Nevada is now facing such a threat from big oil and gas companies that wish to expand fracking technology to the state, having already caused significant air and water pollution problems in places such as North Dakota and Pennsylvania. The battle to protect Nevada has begun.
Fracking — currently largely unregulated and unmonitored by state officials — is being proposed for use on hundreds of thousands of acres of public lands in central Nevada overseen by the Bureau of Land Management.
This is not your father’s vertical drilling. Fracking often entails drilling wells with many horizontal lateral tubes, stretching out thousands of feet from the wellhead location. Then a highly toxic mix of chemicals and sand and water are pumped into these channels under high pressure to fracture sub-surface rocks in hope of freeing oil and gas.
The industry has used “trade secret” provisions to keep the public in the dark about many chemicals used in fracking, but we do know that many of these substances can cause cancer, hormone disruption and breathing problems.
Fracking pollution threatens our water through leaks, spills, well failures and underground migration of fracking fluid. Methane (natural gas) especially threatens the atmosphere because uncombusted methane is rated perhaps 50 times as potent as CO2 in global warming. And methane contamination caused by fracking in Parker County, Texas, has dangerously polluted water wells.
A recent Government Accountability Office report found serious shortcomings in the BLM’s oversight of the oil and gas industry, with four in 10 new wells identified as higher pollution risks escaping federal inspection.
Even our pristine air is not safe. Southern California air officials have collected data showing that fracking and other dangerous techniques employ more than 40 air toxic chemicals, including hydrofluoric acid and formaldehyde, which can cause severe health problems. A Colorado School of Public Health study found that fracking-related air pollution contributes to asthma and cancer risk.
In addition, the fracking process can use millions of gallons of water per well. Here in the driest state in the union, our scarce water is better used for maintaining rural families and our natural heritage. Water contaminated by fracking cannot be uncontaminated and is lost forever.
A recent opinion piece in the Review-Journal from an oil and gas lobbyist claimed Nevada was being denied the right to join the energy boom.
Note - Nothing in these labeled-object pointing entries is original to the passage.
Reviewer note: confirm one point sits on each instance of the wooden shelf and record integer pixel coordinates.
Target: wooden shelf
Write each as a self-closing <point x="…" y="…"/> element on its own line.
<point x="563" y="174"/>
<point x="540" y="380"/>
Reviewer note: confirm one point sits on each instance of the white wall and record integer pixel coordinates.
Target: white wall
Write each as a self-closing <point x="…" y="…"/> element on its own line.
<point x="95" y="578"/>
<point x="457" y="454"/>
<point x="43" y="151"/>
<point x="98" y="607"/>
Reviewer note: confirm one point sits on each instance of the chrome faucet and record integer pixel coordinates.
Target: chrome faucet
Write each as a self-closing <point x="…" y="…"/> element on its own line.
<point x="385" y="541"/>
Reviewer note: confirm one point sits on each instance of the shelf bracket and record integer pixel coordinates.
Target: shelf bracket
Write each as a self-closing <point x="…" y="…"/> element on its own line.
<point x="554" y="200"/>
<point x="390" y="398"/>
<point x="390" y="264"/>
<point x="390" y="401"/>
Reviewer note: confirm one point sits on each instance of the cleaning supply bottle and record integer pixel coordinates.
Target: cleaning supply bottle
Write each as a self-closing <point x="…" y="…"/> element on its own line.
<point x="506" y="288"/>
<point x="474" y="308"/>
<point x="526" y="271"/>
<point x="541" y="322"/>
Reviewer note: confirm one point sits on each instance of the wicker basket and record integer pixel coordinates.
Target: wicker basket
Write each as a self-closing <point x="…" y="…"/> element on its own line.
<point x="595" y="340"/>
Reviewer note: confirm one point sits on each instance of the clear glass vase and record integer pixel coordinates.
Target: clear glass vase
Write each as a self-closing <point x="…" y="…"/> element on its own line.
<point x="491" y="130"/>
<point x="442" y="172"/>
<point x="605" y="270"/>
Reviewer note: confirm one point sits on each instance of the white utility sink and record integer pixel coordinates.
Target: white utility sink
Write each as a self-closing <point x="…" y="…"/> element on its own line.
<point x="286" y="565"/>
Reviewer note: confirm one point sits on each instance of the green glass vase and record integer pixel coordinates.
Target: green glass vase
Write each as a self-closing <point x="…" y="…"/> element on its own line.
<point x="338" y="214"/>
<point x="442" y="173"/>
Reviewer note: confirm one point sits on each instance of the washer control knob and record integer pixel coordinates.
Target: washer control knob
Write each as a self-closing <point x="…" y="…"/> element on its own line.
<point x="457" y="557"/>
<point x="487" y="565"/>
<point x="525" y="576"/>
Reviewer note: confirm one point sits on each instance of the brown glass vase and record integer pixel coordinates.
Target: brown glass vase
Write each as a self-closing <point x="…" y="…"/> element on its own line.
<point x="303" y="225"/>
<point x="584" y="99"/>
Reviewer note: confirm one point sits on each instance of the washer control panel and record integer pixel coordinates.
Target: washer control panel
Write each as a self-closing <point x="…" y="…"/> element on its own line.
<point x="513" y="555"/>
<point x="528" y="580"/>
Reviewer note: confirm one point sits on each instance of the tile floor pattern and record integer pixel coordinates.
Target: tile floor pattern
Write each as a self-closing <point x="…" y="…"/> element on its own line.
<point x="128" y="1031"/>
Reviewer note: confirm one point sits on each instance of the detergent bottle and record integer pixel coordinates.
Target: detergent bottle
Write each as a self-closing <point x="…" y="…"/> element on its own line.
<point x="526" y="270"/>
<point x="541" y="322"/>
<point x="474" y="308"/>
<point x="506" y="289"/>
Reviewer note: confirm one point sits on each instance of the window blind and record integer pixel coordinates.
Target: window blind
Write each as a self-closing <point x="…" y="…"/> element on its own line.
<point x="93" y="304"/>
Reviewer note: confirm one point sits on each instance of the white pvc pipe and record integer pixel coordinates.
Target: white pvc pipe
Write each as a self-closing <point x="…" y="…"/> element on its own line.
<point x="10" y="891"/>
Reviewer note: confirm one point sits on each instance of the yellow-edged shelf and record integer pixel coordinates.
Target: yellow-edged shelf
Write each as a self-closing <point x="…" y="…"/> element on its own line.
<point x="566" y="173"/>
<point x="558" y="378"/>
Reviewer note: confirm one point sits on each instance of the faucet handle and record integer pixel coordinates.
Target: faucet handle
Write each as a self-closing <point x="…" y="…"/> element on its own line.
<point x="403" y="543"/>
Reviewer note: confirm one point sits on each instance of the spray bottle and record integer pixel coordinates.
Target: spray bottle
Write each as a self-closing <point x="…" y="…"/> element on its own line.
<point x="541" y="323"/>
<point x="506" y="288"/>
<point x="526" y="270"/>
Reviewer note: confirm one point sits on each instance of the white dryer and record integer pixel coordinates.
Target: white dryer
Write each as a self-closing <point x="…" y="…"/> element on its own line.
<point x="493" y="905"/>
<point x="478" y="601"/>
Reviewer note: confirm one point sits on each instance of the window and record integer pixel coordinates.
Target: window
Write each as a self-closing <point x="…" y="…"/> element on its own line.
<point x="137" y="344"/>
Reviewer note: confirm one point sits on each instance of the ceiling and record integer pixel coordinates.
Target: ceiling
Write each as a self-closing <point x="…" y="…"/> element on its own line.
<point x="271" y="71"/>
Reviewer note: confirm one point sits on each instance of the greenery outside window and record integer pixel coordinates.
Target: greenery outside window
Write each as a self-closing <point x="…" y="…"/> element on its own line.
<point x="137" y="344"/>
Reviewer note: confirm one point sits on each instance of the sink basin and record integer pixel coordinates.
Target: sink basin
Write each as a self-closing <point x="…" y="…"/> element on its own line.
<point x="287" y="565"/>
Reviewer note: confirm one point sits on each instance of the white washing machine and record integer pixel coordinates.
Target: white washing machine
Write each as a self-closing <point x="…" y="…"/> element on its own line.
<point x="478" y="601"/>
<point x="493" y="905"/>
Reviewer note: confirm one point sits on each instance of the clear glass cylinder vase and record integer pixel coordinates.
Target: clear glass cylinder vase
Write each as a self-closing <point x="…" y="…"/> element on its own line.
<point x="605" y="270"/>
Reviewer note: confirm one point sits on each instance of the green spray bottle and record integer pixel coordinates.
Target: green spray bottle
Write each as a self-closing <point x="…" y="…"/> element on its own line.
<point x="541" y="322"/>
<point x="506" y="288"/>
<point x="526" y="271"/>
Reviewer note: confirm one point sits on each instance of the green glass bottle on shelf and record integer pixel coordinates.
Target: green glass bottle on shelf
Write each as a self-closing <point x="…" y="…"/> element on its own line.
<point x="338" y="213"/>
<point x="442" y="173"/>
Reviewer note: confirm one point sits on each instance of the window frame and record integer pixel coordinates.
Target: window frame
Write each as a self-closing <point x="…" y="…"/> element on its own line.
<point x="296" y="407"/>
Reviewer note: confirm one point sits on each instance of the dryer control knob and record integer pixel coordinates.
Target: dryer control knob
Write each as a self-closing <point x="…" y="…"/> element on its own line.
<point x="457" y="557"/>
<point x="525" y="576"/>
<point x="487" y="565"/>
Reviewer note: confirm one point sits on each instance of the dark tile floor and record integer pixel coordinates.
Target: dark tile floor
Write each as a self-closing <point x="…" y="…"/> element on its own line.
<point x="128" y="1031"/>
The real issue is whether Nevadans will allow their state and their health to be sold out from under them for the sake of corporate profits.
Nevada has numerous opportunities to create jobs, especially in clean renewable energy industries that will add to long-term jobs and a healthy environment. Why not develop Nevada’s clean energy resources, rather than bringing unneeded risks to our lands, water, and air?
We think Nevadans deserve better and will say no to unsafe and unhealthy oil and gas technologies.
Rob Mrowka is a Las Vegas-based senior scientist with the Center for Biological Diversity. This commentary was submitted in cooperation with Frack Free Nevada, Save Nevada’s Water: Ban Fracking In Nevada, the Bristlecone Alliance, the Toiyabe Chapter of the Sierra Club, Great Basin Resource Watch and Nevadans Against Fracking.